# cleaning and maintaining locusts



## DanYeomans (Jun 9, 2011)

I have finally got my locusts and they are looking great however when I open the lid they jump everywhere so I will get some escapes if I carry on. If I put a pair of tights over the tub then put the lid on top will this be ok or will it affect there ventilation? (so I can use the legs of the tights like sleeves) Also how often do you clean locusts out? as I know they like to be clean and there's already loads of poo in there tub and its only been 3 days!


----------



## DanYeomans (Jun 9, 2011)

anyone?


----------



## heatherjhenshaw (Jan 30, 2010)

Tights do work as a means of them not escaping BUT the adult locusts do nibble thru the tights and cause holes so you need to replace quite often.

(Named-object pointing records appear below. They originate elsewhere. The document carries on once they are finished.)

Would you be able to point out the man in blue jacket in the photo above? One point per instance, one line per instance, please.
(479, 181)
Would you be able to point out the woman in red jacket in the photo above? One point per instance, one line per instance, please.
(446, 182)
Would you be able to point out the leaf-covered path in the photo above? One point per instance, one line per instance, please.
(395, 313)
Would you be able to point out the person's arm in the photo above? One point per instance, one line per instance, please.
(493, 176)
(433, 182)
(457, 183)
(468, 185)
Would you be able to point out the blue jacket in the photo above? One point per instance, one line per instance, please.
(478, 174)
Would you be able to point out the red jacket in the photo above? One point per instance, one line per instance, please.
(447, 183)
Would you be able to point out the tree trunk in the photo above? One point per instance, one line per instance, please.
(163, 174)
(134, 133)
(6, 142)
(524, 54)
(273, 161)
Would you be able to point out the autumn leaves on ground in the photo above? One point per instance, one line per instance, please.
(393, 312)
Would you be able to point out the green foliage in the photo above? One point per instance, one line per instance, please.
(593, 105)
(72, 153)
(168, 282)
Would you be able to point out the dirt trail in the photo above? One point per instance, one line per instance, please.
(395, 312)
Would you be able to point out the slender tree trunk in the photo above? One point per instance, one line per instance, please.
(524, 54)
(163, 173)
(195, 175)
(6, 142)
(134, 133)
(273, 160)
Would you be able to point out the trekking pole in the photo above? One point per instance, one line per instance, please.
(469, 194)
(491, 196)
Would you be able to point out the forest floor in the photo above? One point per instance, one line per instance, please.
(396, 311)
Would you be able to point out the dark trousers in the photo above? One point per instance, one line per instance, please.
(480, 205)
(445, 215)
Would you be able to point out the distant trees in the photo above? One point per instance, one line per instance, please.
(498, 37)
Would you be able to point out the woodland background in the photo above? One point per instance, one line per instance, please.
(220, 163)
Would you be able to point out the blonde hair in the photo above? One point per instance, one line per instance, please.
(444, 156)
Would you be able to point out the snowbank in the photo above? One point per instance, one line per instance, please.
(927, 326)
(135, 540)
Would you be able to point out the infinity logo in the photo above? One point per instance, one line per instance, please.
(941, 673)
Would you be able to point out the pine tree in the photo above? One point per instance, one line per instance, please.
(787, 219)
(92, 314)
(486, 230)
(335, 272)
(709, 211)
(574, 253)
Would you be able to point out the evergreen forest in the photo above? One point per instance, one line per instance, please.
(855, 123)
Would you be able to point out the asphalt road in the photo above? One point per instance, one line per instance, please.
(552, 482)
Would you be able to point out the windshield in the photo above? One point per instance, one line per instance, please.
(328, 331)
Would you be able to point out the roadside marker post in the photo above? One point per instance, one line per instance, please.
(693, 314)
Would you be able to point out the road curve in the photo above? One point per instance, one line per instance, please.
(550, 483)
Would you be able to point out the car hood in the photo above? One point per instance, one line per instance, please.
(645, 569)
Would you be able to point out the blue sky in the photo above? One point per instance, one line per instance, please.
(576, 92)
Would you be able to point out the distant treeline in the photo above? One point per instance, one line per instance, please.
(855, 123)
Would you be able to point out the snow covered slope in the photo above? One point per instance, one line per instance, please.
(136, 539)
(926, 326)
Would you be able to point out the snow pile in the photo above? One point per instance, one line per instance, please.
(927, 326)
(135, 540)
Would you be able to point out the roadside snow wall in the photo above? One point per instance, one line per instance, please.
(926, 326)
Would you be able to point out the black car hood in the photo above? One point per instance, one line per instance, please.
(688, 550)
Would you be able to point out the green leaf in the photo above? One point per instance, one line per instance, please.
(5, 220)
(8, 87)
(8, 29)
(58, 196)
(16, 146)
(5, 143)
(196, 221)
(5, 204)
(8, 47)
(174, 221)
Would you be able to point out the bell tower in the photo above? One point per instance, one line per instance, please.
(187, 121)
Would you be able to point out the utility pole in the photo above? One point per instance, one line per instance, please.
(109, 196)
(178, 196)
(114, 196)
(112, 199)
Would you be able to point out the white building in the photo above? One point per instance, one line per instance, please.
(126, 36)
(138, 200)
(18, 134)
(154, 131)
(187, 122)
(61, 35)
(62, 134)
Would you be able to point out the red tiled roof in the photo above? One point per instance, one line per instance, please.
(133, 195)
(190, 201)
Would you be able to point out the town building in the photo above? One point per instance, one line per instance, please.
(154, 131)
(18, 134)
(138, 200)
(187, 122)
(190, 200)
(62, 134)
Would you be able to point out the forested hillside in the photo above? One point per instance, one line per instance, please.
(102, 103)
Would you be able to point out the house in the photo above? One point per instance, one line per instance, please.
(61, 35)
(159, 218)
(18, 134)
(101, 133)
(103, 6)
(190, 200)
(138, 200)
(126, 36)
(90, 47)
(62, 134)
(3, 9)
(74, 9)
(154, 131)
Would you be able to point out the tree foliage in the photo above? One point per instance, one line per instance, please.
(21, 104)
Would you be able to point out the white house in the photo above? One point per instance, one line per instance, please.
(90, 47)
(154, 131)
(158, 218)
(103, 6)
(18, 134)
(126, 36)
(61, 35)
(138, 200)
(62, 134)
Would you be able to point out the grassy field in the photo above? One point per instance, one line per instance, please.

As for cleaning, I just stick the Hoover in the bottom when I think it needs it (yes I do get the odd locust) . I'm afraid I haven't found a solution to escapes as yet....if you find one let me know, all I will say is they are easy to recapture


----------



## DanYeomans (Jun 9, 2011)

heatherjhenshaw said:


> Tights do work as a means of them not escaping BUT the adult locusts do nibble thru the tights and cause holes so you need to replace quite often. As for cleaning, I just stick the Hoover in the bottom when I think it needs it (yes I do get the odd locust) . I'm afraid I haven't found a solution to escapes as yet....if you find one let me know, all I will say is they are easy to recapture


Thanks, its mainly the small locusts that cause concern anyway so i will try tights


----------



## _simon_ (Nov 27, 2007)

We've always used faunariums. They have a hatch on the top so you can pick locusts out and replace food without them jumping out. Cleaning is usually done when they're gone or before new ones are added if there's a few left. Just put the remaining few in a tub and then clean the faunarium.


----------



## DanYeomans (Jun 9, 2011)

_simon_ said:


> We've always used faunariums. They have a hatch on the top so you can pick locusts out and replace food without them jumping out. Cleaning is usually done when they're gone or before new ones are added if there's a few left. Just put the remaining few in a tub and then clean the faunarium.


the problem is im breeding them so there hopefully there will always be locusts in there


----------



## vukic (Apr 9, 2010)

The cleaning problem sounds interesting... Let is know when you.do sort it.. 

Sent from my ST26i using Tapatalk


----------



## DanYeomans (Jun 9, 2011)

I cleaned the main adult tub out today and surprisingly it was rather easy. I took them off all heat for a good hour which slowed them right down . I have a empty tub with nothing in it and simply open the main adult tub pick one out and place it in the empty tub and repeat. Just like taking crickets from one tub to the other but on a bigger scale. It was nice and easy and only 1 or 2 actually got out which where caught almost instantly.


----------



## tropicaljoey (Feb 27, 2013)

DanYeomans said:


> I cleaned the main adult tub out today and surprisingly it was rather easy. I took them off all heat for a good hour which slowed them right down . I have a empty tub with nothing in it and simply open the main adult tub pick one out and place it in the empty tub and repeat. Just like taking crickets from one tub to the other but on a bigger scale. It was nice and easy and only 1 or 2 actually got out which where caught almost instantly.


that's exactly what i used to do with mine:2thumb:, worked great, had a couple of escapes like you but got them all back in eventually, i got rid of my locusts in the end as they didn't breed! i had the set up all wrong i think but i have cockroaches now so all good, love locusts though!


----------



## DanYeomans (Jun 9, 2011)

tropicaljoey said:


> that's exactly what i used to do with mine:2thumb:, worked great, had a couple of escapes like you but got them all back in eventually, i got rid of my locusts in the end as they didn't breed! i had the set up all wrong i think but i have cockroaches now so all good, love locusts though!


Yes I have cockroaches too. My goal is to have locusts, roaches and some form of worm to create a good varied diet for my reptiles. And by breeding them myself it is very low cost. I seem to be doing ok with my locusts fingers crossed, once I made a few modifications they seemed to be doing a lot better


----------